Sabtu, 24 Mei 2014

Penghujung Waktu

      “Kamu yakin?” tanyamu.
Aku hanya mengangguk. Akan ada banyak hal yang perlu kubicarakan nanti. Aku harus menghemat tenaga selagi bisa. Dan sekalipun tak kamu jelaskan dengan kata-kata, aku tahu, masih ada keraguan ketika kamu mengarahkan setir ke kanan. Entah sadar entah tidak, lampu sein kananmu tidak kamu hidupkan. Tetaplah tenang, seleraku masih sama.

      “Ah,”
Begitu singkat, sekalipun tak cepat. Lagi, aku malas menanggapi. Kamu sudah cukup dewasa untuk bisa paham sendiri. Tak perlu aku berceloteh panjang lebar untuk membuatmu mengangguk tanpa arti. Motor kamu parkir rapi. Aneh saja buatku. Tak pernah selama dua tahun kebersamaan kita, kamu bersikap begini.
Masih dengan siratan keraguan, kamu menapaki tanah, langkah demi langkah. Dan kamu terhenti pada anak tangga yang pertama. Hatiku bertanya, ‘Apa?’ minta penjelasan atas sikapmu barusan. Kusampaikan tanya melalui mata. Belum tepat rasanya aku memerintah otak mengeluarkan kata.
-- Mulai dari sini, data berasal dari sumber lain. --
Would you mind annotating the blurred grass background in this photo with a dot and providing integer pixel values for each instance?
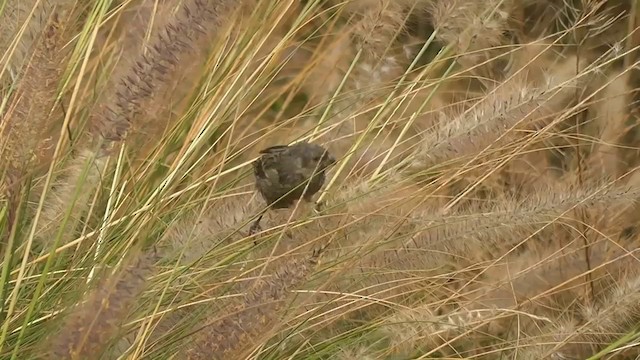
(484, 205)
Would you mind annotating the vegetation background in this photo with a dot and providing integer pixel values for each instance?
(484, 206)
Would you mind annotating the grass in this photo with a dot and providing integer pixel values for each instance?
(484, 204)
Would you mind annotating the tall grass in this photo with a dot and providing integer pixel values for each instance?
(484, 205)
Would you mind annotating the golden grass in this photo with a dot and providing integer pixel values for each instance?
(484, 205)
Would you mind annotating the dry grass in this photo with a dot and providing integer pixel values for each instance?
(485, 202)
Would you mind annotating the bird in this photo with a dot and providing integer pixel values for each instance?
(285, 174)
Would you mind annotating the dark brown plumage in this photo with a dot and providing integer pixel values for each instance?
(287, 173)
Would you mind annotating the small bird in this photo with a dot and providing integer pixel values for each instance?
(287, 173)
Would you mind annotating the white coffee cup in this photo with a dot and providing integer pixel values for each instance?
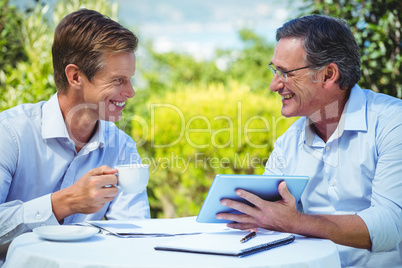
(132, 178)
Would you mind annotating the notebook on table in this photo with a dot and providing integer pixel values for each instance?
(226, 244)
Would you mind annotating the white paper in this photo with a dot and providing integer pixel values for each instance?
(178, 226)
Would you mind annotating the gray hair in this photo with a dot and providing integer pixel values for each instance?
(326, 40)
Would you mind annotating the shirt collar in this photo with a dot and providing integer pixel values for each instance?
(53, 125)
(356, 117)
(353, 118)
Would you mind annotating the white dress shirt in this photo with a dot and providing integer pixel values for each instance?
(37, 158)
(357, 171)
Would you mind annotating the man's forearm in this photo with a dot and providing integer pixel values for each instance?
(347, 230)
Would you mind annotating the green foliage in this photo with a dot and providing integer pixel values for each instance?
(11, 41)
(250, 65)
(376, 26)
(190, 135)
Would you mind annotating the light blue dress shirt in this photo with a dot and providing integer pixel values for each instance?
(37, 158)
(357, 171)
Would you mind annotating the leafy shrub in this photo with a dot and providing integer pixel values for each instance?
(190, 135)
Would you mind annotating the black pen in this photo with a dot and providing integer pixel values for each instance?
(248, 237)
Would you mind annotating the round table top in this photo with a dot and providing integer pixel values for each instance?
(28, 250)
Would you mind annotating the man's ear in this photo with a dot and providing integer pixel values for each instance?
(73, 75)
(331, 75)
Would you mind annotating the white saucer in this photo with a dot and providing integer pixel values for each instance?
(65, 232)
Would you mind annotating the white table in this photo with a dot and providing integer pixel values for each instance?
(28, 250)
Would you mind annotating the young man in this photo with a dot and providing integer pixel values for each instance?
(348, 141)
(57, 157)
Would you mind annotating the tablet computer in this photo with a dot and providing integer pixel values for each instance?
(264, 186)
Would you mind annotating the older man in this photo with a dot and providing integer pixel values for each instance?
(348, 141)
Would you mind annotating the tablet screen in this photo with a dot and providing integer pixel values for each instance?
(264, 186)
Kamu memandangku tajam. Memaksaku mengerti arti tatapan itu. Lama, aku baru bisa mendesah. Setumpuk kalimat yang kupersiapkan ternyata bisa membuat tidak peka. Tanpa banyak tingkah aku mendahului langkahmu, berjalan sok tegar di depanmu. Kamu mungkin belum tahu, dalam diam, aku menyimpan sendu itu.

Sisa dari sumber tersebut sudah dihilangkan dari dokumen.